Varsani A, Shepherd DN, Dent K, Monjane AL, Rybicki EP, Martin DP - Virol. J. (2009)

Bottom Line: ECSV represents a new genus-level geminivirus lineage, and has a mixture of features normally associated with other specific geminivirus genera.Whereas the ECSV genome is predicted to express a replication associated protein (Rep) from an unspliced complementary strand transcript that is most similar to those of begomoviruses, curtoviruses and topocuviruses, its Rep also contains what is apparently a canonical retinoblastoma related protein interaction motif such as that found in mastreviruses.ECSV also has what might be a homologue of the begomovirus transcription activator protein gene found in begomoviruses, a mastrevirus-like coat protein gene and two intergenic regions.

View Article: PubMed Central - HTML - PubMed

Affiliation: School of Biological Sciences, University of Canterbury, Private Bag 4800, Christchurch, New Zealand. arvind.varsani@uct.ac.za

ABSTRACT

Background: We have characterised a new highly divergent geminivirus species, Eragrostis curvula streak virus (ECSV), found infecting a hardy perennial South African wild grass. ECSV represents a new genus-level geminivirus lineage, and has a mixture of features normally associated with other specific geminivirus genera.

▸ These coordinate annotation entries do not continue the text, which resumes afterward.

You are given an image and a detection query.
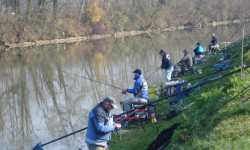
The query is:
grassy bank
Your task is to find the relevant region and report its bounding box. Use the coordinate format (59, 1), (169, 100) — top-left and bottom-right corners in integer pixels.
(111, 37), (250, 150)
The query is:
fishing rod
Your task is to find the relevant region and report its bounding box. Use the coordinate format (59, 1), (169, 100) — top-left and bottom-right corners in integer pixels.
(118, 66), (250, 116)
(33, 66), (250, 150)
(32, 127), (88, 150)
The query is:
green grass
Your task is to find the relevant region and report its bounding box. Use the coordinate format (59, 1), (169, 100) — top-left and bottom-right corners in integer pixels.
(110, 37), (250, 150)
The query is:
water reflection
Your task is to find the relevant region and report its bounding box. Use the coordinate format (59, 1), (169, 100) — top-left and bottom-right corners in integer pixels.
(0, 26), (250, 150)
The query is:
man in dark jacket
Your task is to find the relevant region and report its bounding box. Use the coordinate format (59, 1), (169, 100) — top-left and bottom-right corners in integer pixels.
(86, 97), (121, 150)
(208, 33), (220, 53)
(121, 69), (148, 111)
(160, 49), (174, 81)
(178, 49), (193, 74)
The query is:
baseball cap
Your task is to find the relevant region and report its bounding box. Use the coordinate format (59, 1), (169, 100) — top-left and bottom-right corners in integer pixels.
(133, 69), (142, 74)
(103, 96), (118, 109)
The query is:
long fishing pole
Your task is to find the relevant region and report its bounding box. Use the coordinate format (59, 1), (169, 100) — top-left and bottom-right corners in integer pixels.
(33, 66), (250, 150)
(118, 66), (250, 116)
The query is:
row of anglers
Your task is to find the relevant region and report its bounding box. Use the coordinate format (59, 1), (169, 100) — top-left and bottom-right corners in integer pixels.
(85, 34), (218, 150)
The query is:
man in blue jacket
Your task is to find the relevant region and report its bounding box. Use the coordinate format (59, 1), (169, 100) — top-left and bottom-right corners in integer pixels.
(121, 69), (148, 110)
(86, 96), (121, 150)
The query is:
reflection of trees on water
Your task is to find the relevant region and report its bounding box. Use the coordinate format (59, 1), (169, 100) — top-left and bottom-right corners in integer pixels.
(0, 26), (250, 149)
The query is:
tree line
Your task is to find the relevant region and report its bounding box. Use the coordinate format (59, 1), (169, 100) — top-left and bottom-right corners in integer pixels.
(0, 0), (250, 42)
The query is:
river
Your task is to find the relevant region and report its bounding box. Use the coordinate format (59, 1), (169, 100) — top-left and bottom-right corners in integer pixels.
(0, 25), (250, 150)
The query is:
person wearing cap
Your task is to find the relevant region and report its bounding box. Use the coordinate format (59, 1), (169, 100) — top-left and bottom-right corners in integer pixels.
(194, 42), (205, 63)
(208, 33), (220, 53)
(121, 69), (148, 109)
(159, 49), (174, 81)
(178, 49), (193, 74)
(85, 96), (121, 150)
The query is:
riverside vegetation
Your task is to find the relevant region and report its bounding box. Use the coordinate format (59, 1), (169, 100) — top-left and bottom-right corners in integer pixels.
(111, 37), (250, 150)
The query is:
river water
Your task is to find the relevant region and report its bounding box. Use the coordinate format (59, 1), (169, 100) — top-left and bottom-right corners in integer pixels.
(0, 25), (250, 150)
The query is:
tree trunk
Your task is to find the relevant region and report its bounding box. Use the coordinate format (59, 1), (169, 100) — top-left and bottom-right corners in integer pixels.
(14, 0), (20, 14)
(53, 0), (58, 20)
(26, 0), (32, 20)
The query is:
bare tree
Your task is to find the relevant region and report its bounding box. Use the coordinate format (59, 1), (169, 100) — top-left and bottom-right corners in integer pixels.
(53, 0), (58, 20)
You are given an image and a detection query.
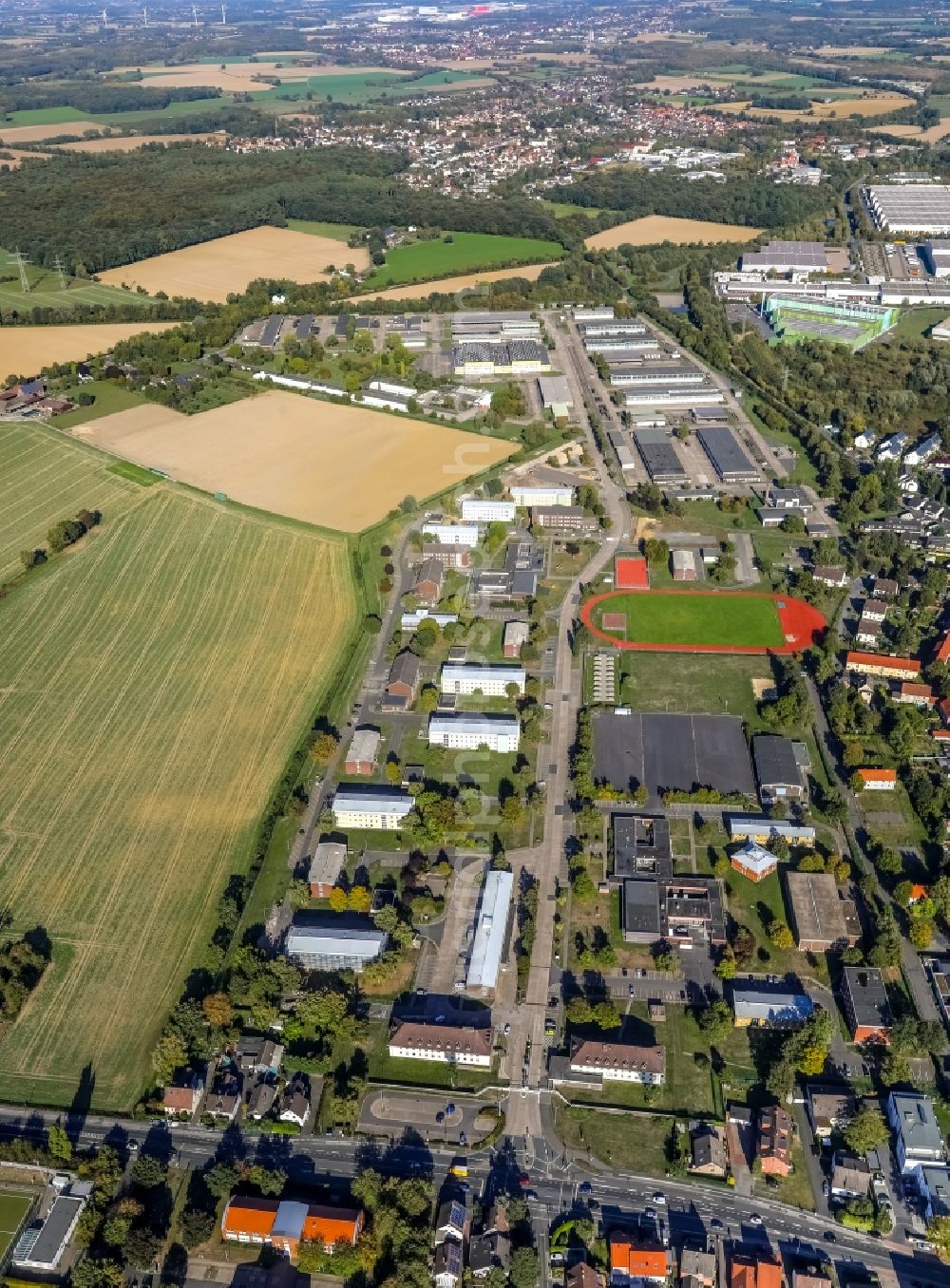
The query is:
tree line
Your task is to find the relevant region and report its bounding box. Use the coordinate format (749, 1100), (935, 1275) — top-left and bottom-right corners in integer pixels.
(550, 169), (828, 228)
(0, 81), (220, 113)
(4, 148), (563, 273)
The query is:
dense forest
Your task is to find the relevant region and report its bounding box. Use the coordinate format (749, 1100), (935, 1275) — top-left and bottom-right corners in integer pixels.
(0, 81), (220, 113)
(0, 148), (566, 273)
(550, 169), (831, 228)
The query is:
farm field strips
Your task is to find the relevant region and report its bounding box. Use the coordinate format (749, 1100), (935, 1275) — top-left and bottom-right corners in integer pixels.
(0, 468), (355, 1109)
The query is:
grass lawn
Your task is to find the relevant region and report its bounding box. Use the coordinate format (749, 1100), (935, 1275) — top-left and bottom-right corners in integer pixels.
(726, 864), (827, 980)
(564, 1001), (751, 1115)
(554, 1103), (673, 1176)
(754, 1139), (815, 1212)
(0, 1194), (35, 1265)
(288, 219), (360, 242)
(370, 1024), (496, 1091)
(365, 233), (563, 290)
(53, 380), (148, 427)
(542, 199), (600, 219)
(884, 305), (947, 340)
(618, 653), (772, 729)
(593, 591), (784, 653)
(105, 461), (159, 487)
(0, 474), (360, 1110)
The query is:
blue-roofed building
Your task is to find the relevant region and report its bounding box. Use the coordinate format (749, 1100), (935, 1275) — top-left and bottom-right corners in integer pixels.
(732, 988), (815, 1029)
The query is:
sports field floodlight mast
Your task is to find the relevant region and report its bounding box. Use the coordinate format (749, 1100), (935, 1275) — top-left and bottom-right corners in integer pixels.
(13, 249), (29, 295)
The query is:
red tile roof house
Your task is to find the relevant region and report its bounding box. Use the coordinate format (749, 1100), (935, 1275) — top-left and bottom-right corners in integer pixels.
(162, 1079), (203, 1118)
(758, 1105), (791, 1176)
(610, 1235), (669, 1288)
(856, 769), (897, 792)
(220, 1198), (364, 1260)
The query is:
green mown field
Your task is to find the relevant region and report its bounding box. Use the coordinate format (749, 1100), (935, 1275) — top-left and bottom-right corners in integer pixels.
(366, 233), (564, 289)
(0, 248), (155, 314)
(0, 421), (142, 581)
(593, 590), (785, 648)
(0, 1194), (33, 1266)
(0, 445), (355, 1109)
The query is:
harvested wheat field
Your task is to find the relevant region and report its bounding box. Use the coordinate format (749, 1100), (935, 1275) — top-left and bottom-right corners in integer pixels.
(53, 134), (221, 152)
(98, 227), (370, 304)
(352, 261), (552, 304)
(0, 474), (355, 1110)
(709, 94), (914, 121)
(0, 120), (105, 147)
(584, 215), (762, 250)
(80, 390), (517, 532)
(130, 55), (409, 94)
(0, 322), (178, 381)
(867, 117), (950, 143)
(0, 144), (48, 170)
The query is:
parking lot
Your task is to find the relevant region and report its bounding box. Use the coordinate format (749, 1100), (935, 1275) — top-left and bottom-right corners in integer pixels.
(595, 712), (755, 807)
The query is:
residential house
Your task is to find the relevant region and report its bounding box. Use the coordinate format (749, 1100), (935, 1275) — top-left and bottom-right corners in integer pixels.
(277, 1074), (311, 1128)
(730, 841), (779, 882)
(386, 652), (419, 706)
(436, 1199), (468, 1244)
(468, 1203), (510, 1288)
(845, 652), (921, 680)
(390, 1021), (491, 1069)
(891, 680), (937, 711)
(220, 1198), (364, 1260)
(812, 564), (848, 590)
(828, 1151), (871, 1201)
(248, 1081), (277, 1123)
(571, 1041), (666, 1086)
(729, 1252), (784, 1288)
(758, 1105), (791, 1176)
(343, 729), (380, 777)
(917, 1163), (950, 1221)
(432, 1239), (462, 1288)
(205, 1091), (241, 1123)
(162, 1074), (205, 1118)
(679, 1243), (716, 1288)
(841, 966), (893, 1042)
(610, 1234), (671, 1288)
(690, 1123), (729, 1176)
(238, 1037), (284, 1077)
(412, 559), (445, 608)
(861, 599), (887, 622)
(855, 769), (897, 792)
(561, 1261), (602, 1288)
(887, 1091), (945, 1175)
(502, 621), (530, 658)
(807, 1086), (857, 1144)
(308, 841), (347, 899)
(855, 615), (884, 648)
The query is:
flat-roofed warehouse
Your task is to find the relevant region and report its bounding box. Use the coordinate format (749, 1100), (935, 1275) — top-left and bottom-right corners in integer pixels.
(696, 425), (762, 483)
(633, 429), (686, 483)
(743, 239), (827, 273)
(864, 183), (950, 233)
(924, 241), (950, 277)
(785, 872), (853, 953)
(538, 376), (574, 411)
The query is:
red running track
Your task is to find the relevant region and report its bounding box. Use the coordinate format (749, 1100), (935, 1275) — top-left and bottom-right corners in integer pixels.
(580, 587), (827, 657)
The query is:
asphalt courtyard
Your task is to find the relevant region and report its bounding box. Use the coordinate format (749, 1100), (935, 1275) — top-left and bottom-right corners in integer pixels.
(360, 1087), (494, 1145)
(595, 711), (755, 806)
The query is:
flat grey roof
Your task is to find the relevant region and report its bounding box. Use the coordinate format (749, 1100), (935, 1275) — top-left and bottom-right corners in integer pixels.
(697, 425), (759, 479)
(751, 733), (802, 787)
(633, 427), (686, 479)
(14, 1194), (84, 1266)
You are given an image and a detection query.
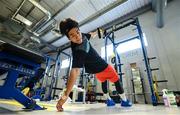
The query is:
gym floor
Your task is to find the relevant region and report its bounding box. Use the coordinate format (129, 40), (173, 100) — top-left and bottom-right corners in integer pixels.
(0, 100), (180, 115)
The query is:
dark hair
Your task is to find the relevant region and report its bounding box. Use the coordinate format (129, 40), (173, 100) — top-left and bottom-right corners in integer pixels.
(59, 18), (79, 37)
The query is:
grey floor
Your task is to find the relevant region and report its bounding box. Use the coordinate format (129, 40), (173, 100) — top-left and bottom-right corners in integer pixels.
(0, 99), (180, 115)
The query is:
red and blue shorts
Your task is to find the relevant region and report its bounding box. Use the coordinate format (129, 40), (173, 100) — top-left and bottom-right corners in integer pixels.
(95, 65), (119, 83)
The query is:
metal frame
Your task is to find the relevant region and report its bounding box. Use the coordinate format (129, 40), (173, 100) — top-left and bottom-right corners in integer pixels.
(0, 52), (43, 110)
(104, 18), (157, 106)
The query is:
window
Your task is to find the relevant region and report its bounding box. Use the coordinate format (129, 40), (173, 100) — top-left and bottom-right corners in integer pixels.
(61, 59), (70, 69)
(101, 34), (148, 58)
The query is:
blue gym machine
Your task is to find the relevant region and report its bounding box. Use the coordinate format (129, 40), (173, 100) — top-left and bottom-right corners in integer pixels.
(104, 18), (157, 106)
(0, 42), (45, 110)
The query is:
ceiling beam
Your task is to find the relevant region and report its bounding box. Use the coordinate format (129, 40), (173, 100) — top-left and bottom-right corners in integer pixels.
(41, 0), (127, 49)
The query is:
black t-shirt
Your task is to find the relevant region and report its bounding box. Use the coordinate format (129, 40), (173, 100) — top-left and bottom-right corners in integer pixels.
(71, 33), (108, 73)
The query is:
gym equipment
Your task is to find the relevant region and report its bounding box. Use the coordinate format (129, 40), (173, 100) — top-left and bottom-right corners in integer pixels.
(0, 42), (45, 110)
(104, 18), (157, 106)
(52, 50), (72, 98)
(22, 87), (30, 96)
(131, 67), (147, 104)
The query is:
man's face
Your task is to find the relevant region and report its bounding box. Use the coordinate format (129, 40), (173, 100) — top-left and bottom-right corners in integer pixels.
(68, 28), (82, 44)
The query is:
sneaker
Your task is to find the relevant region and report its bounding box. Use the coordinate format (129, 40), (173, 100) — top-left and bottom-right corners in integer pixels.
(106, 99), (116, 106)
(121, 100), (132, 107)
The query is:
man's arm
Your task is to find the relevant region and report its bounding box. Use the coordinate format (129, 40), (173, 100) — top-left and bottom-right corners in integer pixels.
(89, 29), (103, 38)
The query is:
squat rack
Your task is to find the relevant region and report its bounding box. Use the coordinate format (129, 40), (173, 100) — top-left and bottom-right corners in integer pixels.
(104, 18), (157, 106)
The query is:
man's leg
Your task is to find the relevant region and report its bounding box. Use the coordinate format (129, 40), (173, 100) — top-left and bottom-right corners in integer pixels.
(102, 80), (115, 106)
(114, 79), (132, 107)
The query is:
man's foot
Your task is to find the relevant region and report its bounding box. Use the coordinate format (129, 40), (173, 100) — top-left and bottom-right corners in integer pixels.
(121, 100), (132, 107)
(106, 99), (116, 107)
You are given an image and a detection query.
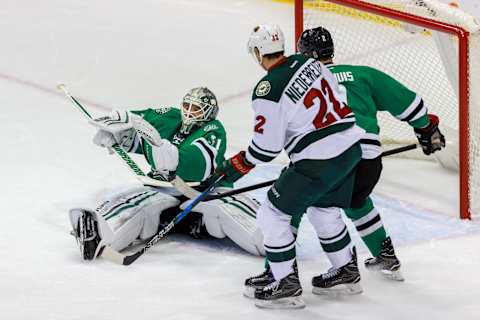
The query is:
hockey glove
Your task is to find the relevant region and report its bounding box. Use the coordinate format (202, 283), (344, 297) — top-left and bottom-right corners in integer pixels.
(90, 111), (136, 152)
(414, 114), (445, 155)
(209, 151), (255, 183)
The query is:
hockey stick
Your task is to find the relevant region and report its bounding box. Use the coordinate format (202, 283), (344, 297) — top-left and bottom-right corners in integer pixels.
(57, 83), (197, 189)
(203, 143), (418, 201)
(102, 176), (223, 266)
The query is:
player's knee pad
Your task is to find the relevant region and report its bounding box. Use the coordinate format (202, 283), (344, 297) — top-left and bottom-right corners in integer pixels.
(71, 187), (179, 250)
(181, 195), (265, 255)
(257, 199), (294, 246)
(307, 207), (346, 239)
(350, 157), (382, 208)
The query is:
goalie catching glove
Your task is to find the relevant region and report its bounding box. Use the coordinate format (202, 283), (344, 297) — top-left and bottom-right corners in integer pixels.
(414, 114), (445, 155)
(209, 151), (255, 185)
(132, 116), (178, 181)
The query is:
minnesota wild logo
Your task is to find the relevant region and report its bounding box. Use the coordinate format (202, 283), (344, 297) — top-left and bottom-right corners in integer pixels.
(255, 80), (272, 97)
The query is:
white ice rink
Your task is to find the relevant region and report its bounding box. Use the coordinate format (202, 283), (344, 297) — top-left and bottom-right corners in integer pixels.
(0, 0), (480, 320)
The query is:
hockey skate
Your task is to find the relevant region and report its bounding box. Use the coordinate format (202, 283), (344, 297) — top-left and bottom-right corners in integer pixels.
(243, 261), (298, 299)
(255, 272), (305, 309)
(312, 248), (363, 298)
(243, 267), (275, 299)
(73, 210), (101, 260)
(365, 237), (405, 281)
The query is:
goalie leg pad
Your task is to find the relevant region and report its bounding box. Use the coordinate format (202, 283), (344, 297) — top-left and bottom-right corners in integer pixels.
(180, 195), (265, 255)
(70, 187), (179, 255)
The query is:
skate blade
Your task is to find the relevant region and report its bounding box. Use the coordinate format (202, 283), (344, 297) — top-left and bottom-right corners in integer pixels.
(312, 283), (363, 298)
(380, 270), (405, 281)
(243, 286), (255, 299)
(255, 297), (305, 309)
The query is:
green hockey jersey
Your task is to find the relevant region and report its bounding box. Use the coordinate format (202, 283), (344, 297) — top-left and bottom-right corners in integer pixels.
(246, 55), (364, 164)
(327, 64), (429, 159)
(131, 108), (227, 182)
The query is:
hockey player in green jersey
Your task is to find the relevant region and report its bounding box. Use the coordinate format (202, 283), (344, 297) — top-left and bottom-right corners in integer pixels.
(298, 27), (445, 282)
(209, 25), (364, 308)
(70, 87), (263, 260)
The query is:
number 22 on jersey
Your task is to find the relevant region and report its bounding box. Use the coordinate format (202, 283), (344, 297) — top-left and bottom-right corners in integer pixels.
(303, 78), (352, 129)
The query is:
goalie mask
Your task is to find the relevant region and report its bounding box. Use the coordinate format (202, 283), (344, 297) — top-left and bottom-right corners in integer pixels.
(247, 25), (285, 64)
(297, 27), (334, 60)
(182, 87), (218, 128)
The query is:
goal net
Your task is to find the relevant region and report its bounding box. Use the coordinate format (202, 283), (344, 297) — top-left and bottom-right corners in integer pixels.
(295, 0), (480, 218)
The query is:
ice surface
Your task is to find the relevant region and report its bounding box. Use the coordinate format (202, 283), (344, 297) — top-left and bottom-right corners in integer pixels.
(0, 0), (480, 320)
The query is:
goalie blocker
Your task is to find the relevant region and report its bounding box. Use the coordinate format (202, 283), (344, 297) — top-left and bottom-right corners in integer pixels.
(69, 187), (265, 260)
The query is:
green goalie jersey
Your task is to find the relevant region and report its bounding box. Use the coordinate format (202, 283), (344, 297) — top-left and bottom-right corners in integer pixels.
(131, 108), (227, 181)
(327, 64), (429, 159)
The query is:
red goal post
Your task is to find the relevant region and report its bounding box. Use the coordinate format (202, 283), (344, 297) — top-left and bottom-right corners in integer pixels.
(295, 0), (480, 219)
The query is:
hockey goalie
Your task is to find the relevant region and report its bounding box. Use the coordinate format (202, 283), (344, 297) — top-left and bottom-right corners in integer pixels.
(69, 87), (264, 260)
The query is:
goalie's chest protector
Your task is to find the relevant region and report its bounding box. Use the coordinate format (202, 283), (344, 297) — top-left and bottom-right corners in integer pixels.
(247, 55), (362, 163)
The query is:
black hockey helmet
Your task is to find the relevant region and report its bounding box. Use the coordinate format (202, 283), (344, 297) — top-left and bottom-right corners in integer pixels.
(297, 27), (334, 60)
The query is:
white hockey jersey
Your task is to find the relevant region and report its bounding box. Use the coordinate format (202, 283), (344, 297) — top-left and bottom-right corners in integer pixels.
(246, 55), (365, 164)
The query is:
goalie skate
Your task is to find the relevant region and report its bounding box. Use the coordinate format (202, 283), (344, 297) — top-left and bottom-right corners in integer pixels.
(73, 211), (101, 260)
(243, 261), (298, 299)
(255, 272), (305, 309)
(312, 249), (363, 298)
(365, 237), (405, 281)
(243, 267), (275, 299)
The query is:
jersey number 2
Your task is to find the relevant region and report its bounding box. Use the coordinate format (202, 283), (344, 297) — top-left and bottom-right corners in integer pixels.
(303, 78), (352, 129)
(255, 116), (267, 134)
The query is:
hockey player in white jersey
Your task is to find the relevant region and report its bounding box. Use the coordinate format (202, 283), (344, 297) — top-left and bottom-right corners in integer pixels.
(208, 25), (364, 308)
(69, 87), (264, 260)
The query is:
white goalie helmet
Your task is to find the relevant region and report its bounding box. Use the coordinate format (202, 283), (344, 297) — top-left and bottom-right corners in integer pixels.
(248, 25), (285, 63)
(181, 87), (218, 126)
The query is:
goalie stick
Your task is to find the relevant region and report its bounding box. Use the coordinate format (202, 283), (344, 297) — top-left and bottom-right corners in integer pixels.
(102, 176), (223, 266)
(57, 84), (198, 190)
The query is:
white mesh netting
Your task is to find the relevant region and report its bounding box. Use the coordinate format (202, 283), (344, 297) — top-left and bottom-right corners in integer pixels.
(304, 0), (480, 217)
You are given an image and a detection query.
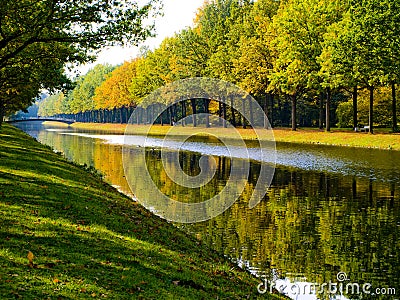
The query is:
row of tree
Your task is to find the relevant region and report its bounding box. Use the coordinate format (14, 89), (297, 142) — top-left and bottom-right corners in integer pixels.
(40, 0), (400, 132)
(0, 0), (159, 125)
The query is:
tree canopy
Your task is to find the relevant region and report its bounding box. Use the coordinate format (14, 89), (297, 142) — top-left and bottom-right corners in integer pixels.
(36, 0), (400, 131)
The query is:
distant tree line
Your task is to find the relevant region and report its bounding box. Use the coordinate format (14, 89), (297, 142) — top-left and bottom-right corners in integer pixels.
(39, 0), (400, 132)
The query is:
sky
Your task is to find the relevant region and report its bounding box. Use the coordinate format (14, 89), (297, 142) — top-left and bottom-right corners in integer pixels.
(78, 0), (204, 74)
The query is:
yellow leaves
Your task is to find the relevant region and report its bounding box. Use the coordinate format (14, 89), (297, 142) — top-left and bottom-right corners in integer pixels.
(27, 251), (35, 268)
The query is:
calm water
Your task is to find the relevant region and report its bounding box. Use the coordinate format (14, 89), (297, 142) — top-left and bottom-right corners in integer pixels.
(15, 125), (400, 299)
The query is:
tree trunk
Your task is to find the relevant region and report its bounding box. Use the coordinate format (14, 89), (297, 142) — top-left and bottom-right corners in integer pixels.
(248, 98), (254, 127)
(181, 101), (186, 126)
(242, 99), (246, 129)
(190, 99), (197, 127)
(318, 93), (324, 130)
(392, 81), (398, 132)
(353, 86), (358, 129)
(291, 95), (297, 131)
(264, 94), (269, 129)
(230, 96), (236, 127)
(325, 88), (332, 132)
(222, 102), (227, 128)
(218, 101), (222, 127)
(0, 101), (5, 127)
(368, 86), (374, 134)
(203, 99), (210, 128)
(269, 94), (275, 128)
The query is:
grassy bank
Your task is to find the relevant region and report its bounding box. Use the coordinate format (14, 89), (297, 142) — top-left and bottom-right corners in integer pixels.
(0, 125), (277, 299)
(62, 123), (400, 151)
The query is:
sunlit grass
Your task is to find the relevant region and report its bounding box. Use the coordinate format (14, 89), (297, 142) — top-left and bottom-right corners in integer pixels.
(0, 125), (282, 299)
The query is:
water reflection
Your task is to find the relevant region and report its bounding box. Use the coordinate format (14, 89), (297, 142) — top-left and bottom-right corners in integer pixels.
(15, 123), (400, 299)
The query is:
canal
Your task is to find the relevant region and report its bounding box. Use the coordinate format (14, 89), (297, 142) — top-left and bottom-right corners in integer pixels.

Results: Whereas the ECSV genome is predicted to express a replication associated protein (Rep) from an unspliced complementary strand transcript that is most similar to those of begomoviruses, curtoviruses and topocuviruses, its Rep also contains what is apparently a canonical retinoblastoma related protein interaction motif such as that found in mastreviruses. Similarly, while ECSV has the same unusual TAAGATTCC virion strand replication origin nonanucleotide found in another recently described divergent geminivirus, Beet curly top Iran virus (BCTIV), the rest of the transcription and replication origin is structurally more similar to those found in begomoviruses and curtoviruses than it is to those found in BCTIV and mastreviruses. ECSV also has what might be a homologue of the begomovirus transcription activator protein gene found in begomoviruses, a mastrevirus-like coat protein gene and two intergenic regions.

Conclusion: Although it superficially resembles a chimaera of geminiviruses from different genera, the ECSV genome is not obviously recombinant, implying that the features it shares with other geminiviruses are those that were probably present within the last common ancestor of these viruses. In addition to inferring how the ancestral geminivirus genome may have looked, we use the discovery of ECSV to refine various hypotheses regarding the recombinant origins of the major geminivirus lineages.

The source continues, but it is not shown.